If you eye-drop settings from an existing element or interactive legend, but have nothing selected, then this parameter transfer (syringe) process will set up the default for the next element to be drawn. (This allows favorites or interactive legends to be effective even with a relatively small number of entries, since each one can define a style or entire family of similar objects.) On the other hand, if you have selected one or more existing elements and uses the syringe while switching to different type, then this modifies the selected element(s) rather than the default settings.
Transitioning a Project to a New Version of ArchiCAD
This parameter transfer process can be useful when transitioning a project from one version of ArchiCAD to another. Of course, it is not necessary to switch parts to a newer version of the library; however, this can make it easier if so desired.

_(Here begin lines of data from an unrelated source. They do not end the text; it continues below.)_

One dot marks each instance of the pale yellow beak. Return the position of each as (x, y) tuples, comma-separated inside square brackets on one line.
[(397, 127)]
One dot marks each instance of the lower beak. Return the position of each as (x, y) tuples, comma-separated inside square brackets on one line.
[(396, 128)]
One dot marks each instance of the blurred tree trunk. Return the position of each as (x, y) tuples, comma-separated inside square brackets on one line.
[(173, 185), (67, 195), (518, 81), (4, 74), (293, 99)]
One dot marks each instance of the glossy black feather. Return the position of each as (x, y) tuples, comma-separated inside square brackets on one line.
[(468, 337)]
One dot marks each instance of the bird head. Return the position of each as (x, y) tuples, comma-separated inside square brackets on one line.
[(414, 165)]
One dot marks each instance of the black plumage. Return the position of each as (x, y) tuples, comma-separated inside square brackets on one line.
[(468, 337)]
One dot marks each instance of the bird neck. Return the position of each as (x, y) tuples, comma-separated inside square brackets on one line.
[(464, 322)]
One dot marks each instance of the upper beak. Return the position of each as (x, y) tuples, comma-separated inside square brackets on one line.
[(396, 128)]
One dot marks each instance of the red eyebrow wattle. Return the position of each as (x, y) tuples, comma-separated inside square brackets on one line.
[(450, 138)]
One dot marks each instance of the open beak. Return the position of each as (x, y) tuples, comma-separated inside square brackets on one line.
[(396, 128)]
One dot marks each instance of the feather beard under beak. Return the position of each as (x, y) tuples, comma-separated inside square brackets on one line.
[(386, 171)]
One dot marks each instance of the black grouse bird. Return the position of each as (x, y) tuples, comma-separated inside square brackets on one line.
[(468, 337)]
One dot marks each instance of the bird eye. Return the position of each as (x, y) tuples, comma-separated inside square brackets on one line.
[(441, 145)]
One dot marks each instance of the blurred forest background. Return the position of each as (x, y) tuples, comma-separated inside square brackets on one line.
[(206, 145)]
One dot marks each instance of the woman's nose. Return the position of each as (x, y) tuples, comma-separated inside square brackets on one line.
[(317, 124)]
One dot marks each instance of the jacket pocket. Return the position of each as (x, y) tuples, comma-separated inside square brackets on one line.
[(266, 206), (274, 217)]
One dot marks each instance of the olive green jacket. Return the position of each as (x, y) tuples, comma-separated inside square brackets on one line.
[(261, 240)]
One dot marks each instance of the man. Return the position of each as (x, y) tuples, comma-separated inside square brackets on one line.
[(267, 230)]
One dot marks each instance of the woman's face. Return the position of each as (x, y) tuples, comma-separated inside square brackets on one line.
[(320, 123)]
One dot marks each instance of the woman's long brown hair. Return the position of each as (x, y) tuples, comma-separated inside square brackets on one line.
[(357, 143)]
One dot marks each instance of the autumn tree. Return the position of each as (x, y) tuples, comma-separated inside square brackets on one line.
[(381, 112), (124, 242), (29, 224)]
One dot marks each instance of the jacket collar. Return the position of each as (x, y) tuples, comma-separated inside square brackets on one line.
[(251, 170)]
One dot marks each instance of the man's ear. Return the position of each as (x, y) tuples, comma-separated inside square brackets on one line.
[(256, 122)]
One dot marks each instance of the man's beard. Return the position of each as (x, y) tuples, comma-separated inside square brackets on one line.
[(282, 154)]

For example, to transition all the parts in a project from ArchiCAD v11 to v12, first use the Library Manager to load the ArchiCAD v11 Migration Library and the ArchiCAD v12 Library. Then use Find and Select to find all the elements of a certain type (for example, ArchiCAD v11 doors of a particular width, height, and panel style). With them selected, open the Door Settings dialog box, locate the equivalent part in the ArchiCAD v12 library, and syringe-click. All relevant settings will be transferred. Double-check that everything looks good, then go on to the next door, window, or object type. Repeat until all parts are converted.
The sophisticated parameters in ArchiCAD allow the tools to represent a wide variety of building components and configurations. It is easy to save commonly used settings with the Favorites and Interactive Legends tools. Transferring parameters with the magic of the eye-dropper and the syringe allows favorite settings to be reused for similar parts, making these options easy to manage.